Hollywood Boasts: We Can Do It Better

In a roomful of geeks and VCs, studio execs insist that the Web is theirs, as soon as the profits roll in.

Long accused of letting the Internet pass them by, the Hollywood studios showed up at Red Herring's Web Market Hollywood conference to inform the world that indeed they were Net-savvy. And as frosted hair met four-eyed geek, the boisterous LA bigwigs were quick to tell their digital compatriots that they could even do the Web better than anyone had so far - if only they can figure out how to make money doing it.

Web Market Hollywood, a meeting ground for technology companies, Hollywood producers, and the venture capitalists they hope will fund their collaborative projects, kicked off Monday with a talk with Bran Ferren, EVP of Disney Imagineering. His thesis: Entertainment on the Web shouldn't necessarily be a first-person interactive adventure. Instead, it needs "a point of view, which is why you want a Steven Spielberg." As the "storytellers" of the world, Ferren insisted, those at Disney and the other Hollywood content companies are best positioned to create that content.

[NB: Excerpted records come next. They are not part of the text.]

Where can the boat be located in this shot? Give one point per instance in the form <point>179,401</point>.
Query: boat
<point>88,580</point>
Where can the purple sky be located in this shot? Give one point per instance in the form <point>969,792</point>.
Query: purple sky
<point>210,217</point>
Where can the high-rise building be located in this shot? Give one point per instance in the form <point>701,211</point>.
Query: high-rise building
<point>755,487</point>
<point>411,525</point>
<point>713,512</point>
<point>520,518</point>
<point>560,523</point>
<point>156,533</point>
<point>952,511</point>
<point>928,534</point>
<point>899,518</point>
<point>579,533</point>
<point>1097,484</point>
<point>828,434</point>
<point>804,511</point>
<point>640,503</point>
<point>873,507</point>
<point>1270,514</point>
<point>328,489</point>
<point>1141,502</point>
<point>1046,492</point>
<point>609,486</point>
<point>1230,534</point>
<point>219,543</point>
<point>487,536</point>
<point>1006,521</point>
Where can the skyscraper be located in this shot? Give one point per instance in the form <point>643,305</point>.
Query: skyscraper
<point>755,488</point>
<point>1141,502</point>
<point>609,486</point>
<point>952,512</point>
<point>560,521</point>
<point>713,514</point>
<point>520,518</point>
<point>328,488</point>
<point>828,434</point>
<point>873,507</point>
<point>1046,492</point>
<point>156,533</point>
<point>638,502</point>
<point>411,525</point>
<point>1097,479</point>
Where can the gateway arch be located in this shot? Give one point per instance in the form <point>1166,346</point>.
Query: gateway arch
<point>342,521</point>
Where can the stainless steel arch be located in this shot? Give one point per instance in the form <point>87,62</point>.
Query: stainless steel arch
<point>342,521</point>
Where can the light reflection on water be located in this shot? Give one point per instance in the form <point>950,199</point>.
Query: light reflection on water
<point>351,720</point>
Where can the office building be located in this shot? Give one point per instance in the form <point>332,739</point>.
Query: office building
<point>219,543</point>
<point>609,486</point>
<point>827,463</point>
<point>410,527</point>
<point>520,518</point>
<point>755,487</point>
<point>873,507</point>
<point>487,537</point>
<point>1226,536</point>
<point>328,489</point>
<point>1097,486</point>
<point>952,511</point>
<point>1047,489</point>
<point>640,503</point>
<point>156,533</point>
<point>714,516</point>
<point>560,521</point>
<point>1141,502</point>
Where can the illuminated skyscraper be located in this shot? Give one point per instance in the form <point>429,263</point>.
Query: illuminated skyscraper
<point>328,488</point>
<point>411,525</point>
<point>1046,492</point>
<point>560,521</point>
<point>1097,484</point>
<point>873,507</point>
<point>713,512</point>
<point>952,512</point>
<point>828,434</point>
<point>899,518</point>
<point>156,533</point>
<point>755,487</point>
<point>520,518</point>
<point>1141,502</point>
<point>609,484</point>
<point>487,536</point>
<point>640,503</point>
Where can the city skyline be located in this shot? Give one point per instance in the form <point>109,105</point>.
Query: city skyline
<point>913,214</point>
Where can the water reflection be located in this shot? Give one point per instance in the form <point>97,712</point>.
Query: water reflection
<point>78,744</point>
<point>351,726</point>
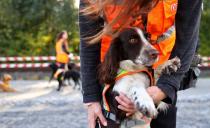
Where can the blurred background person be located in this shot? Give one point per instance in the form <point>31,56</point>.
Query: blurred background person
<point>62,53</point>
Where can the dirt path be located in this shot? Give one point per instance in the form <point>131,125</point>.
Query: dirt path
<point>38,105</point>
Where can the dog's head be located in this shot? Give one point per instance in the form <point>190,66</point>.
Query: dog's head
<point>129,45</point>
<point>135,47</point>
<point>7,77</point>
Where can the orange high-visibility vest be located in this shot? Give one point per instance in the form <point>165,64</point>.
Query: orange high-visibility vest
<point>61,56</point>
<point>160,27</point>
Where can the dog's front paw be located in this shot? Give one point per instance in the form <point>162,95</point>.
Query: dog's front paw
<point>171,66</point>
<point>144,104</point>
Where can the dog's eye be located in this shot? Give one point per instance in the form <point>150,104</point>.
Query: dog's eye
<point>133,40</point>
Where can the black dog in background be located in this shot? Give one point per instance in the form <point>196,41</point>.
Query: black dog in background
<point>71,74</point>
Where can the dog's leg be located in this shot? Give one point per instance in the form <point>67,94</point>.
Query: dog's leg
<point>143,101</point>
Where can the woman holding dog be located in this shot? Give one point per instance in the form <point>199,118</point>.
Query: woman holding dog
<point>102,20</point>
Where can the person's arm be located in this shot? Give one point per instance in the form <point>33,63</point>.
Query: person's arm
<point>187,32</point>
<point>90,59</point>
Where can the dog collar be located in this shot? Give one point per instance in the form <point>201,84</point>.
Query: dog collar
<point>122,73</point>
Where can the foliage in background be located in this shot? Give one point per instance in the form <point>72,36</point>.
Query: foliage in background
<point>29,27</point>
<point>205,30</point>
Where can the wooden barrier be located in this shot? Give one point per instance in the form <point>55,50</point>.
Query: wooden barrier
<point>37,62</point>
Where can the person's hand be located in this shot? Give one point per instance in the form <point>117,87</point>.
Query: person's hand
<point>125,104</point>
<point>94,112</point>
<point>156,93</point>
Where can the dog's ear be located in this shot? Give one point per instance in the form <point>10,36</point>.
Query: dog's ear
<point>109,67</point>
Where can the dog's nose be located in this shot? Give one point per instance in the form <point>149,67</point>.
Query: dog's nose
<point>153,54</point>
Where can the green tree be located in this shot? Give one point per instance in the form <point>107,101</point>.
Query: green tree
<point>29,27</point>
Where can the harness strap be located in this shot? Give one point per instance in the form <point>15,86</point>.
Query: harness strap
<point>110,116</point>
<point>105,103</point>
<point>124,73</point>
<point>128,123</point>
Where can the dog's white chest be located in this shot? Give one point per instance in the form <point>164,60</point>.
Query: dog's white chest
<point>126,83</point>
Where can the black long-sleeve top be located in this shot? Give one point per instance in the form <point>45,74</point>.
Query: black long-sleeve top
<point>187,32</point>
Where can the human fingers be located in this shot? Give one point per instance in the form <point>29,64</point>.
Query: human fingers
<point>102,118</point>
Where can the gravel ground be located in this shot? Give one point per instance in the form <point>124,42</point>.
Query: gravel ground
<point>38,105</point>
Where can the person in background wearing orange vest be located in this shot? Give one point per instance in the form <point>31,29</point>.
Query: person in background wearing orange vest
<point>62,58</point>
<point>100,21</point>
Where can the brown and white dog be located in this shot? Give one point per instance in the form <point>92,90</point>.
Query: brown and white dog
<point>131,51</point>
<point>5,84</point>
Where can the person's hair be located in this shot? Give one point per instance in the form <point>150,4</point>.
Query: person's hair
<point>60,35</point>
<point>131,9</point>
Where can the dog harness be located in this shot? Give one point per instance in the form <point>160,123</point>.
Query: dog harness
<point>106,108</point>
<point>158,27</point>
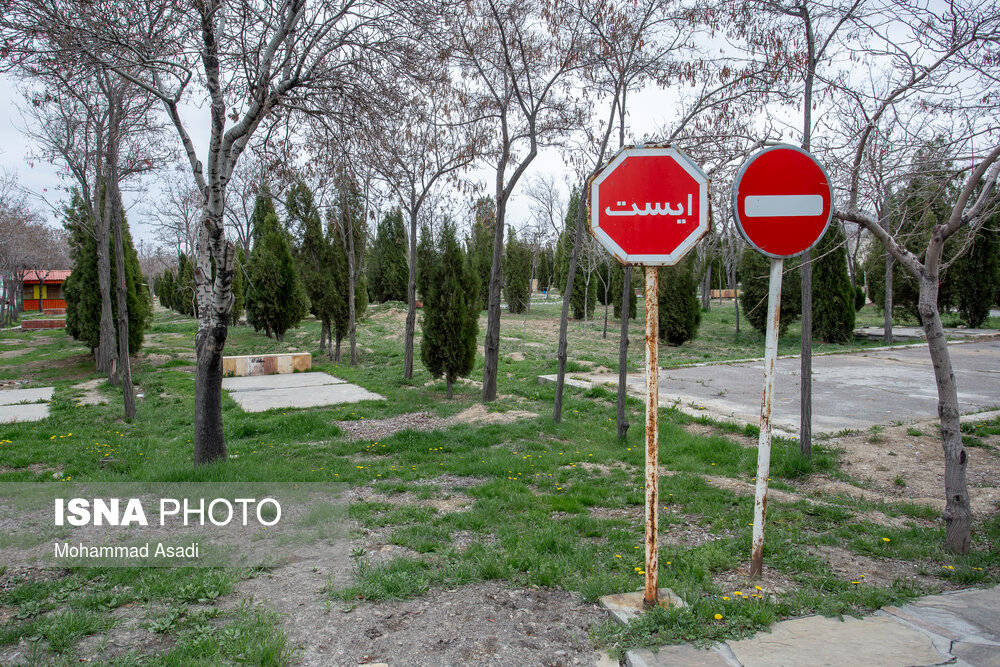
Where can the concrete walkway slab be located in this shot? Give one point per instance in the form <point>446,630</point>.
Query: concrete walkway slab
<point>967,614</point>
<point>31,412</point>
<point>296,390</point>
<point>817,641</point>
<point>960,628</point>
<point>15,396</point>
<point>685,655</point>
<point>285,381</point>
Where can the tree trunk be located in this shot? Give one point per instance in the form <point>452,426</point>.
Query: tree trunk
<point>564,319</point>
<point>957,513</point>
<point>706,288</point>
<point>492,344</point>
<point>411,298</point>
<point>734,285</point>
<point>210,439</point>
<point>623,353</point>
<point>106,361</point>
<point>805,367</point>
<point>121,287</point>
<point>887,304</point>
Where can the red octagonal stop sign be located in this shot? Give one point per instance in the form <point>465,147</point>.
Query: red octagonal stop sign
<point>649,206</point>
<point>782,201</point>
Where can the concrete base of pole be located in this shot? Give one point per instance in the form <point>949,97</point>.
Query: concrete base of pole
<point>626,606</point>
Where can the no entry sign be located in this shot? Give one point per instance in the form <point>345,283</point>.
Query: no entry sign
<point>782,201</point>
<point>649,206</point>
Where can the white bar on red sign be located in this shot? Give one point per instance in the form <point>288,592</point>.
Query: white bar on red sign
<point>782,206</point>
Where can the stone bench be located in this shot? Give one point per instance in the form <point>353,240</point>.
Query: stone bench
<point>266,364</point>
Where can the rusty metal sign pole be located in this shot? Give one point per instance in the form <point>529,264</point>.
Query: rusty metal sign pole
<point>764,440</point>
<point>652,432</point>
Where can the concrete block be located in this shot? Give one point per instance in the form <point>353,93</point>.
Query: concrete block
<point>626,606</point>
<point>23,413</point>
<point>15,396</point>
<point>266,364</point>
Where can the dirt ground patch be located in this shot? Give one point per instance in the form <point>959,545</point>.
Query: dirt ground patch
<point>478,414</point>
<point>480,624</point>
<point>881,572</point>
<point>90,396</point>
<point>454,501</point>
<point>771,581</point>
<point>897,466</point>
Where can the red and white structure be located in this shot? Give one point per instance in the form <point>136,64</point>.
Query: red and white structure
<point>782,203</point>
<point>649,206</point>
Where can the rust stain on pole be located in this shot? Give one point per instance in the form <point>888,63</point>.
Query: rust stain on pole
<point>764,440</point>
<point>652,432</point>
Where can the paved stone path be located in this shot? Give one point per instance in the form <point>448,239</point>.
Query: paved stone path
<point>295,390</point>
<point>960,628</point>
<point>21,405</point>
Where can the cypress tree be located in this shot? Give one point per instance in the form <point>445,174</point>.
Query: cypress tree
<point>584,295</point>
<point>451,313</point>
<point>680,312</point>
<point>184,297</point>
<point>276,300</point>
<point>314,255</point>
<point>81,290</point>
<point>390,271</point>
<point>544,269</point>
<point>516,274</point>
<point>481,246</point>
<point>833,296</point>
<point>755,275</point>
<point>977,274</point>
<point>167,289</point>
<point>617,276</point>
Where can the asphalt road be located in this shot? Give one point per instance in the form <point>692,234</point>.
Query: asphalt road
<point>850,391</point>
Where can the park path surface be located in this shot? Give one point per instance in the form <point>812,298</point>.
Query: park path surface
<point>959,628</point>
<point>850,391</point>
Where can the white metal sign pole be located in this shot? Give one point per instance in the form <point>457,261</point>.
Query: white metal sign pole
<point>652,432</point>
<point>764,440</point>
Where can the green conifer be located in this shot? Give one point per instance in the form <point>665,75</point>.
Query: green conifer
<point>833,296</point>
<point>451,313</point>
<point>755,278</point>
<point>390,271</point>
<point>679,310</point>
<point>276,300</point>
<point>516,274</point>
<point>82,289</point>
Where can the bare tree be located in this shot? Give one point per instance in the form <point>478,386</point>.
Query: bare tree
<point>938,57</point>
<point>516,57</point>
<point>177,214</point>
<point>414,150</point>
<point>253,63</point>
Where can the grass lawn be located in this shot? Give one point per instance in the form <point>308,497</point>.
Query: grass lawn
<point>569,494</point>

A panel titled "Studio Showcase: Treasure Island or a Lost World" carried on that sentiment as execs from the digital components DreamWorks, MGM, Warner Bros., Sony, NBC, and Disney (all of which have launched extensive online projects) sang the same tune. Discounting all the online successes of the past three years, they agreed with Disney SVP Richard Wolport's assertion that "there's a dearth of good entertainment on the Web" - an assertion he quickly followed with the fact that Disney Online was rated the Number One entertainment Web site by PC Meter.

And inscrutably, although no two panelists agreed on how exactly they could make money online, all the panelists insisted that their interactive projects would be profitable by 1998.

But despite the handful of cheerleaders intent on proving they had conquered the Web, others pointed out Hollywood reluctance to use the Web as anything more than a glorified, and unproven, ad space. On the advertising panel, Mark Mariani, EVP of CBS SportsLine, lambasted Hollywood for its attitude about the Web, pointing out that "it's a phenomenal medium, and Hollywood sits there and looks at it and doesn't know what to do with it."

But, as was repeated throughout the day, Hollywood isn't going to perk up and throw money online until it's sure it is viable - and for Hollywood, viable equals Xena-like audiences, not just a small but avid community.

"Ultimately the success of the Web will only be achieved when you get a critical mass of eyeballs," noted Ron Frankel, EVP of MGM Interactive. "To date, we're not there, except in niche-oriented ways."

The Hollywood execs insist they could be the ones to bring those audiences to the Web, leveraging their studio names to build online brands. (To which Mariana countered, "The only brand in Hollywood that means anything is Disney ... The Warner Bros. brand never sold a ticket - the film did.") That means channelling traffic from TV to the Web, pushing studio destination sites and networks, and funnelling their already produced properties into online counterparts.

During his speech, Imagineer Ferren used the videocassette industry in the 1970s as an example of Hollywood reaction to new technology. While pornographers heavily used videocassette as a distribution tool, the studios insisted they would never use it. Now that videocassettes are 60 percent to 70 percent of their revenue, the studios insist it was all their idea in the first place. Judging by the Hollywood component of Web Market Hollywood, history may be repeating itself.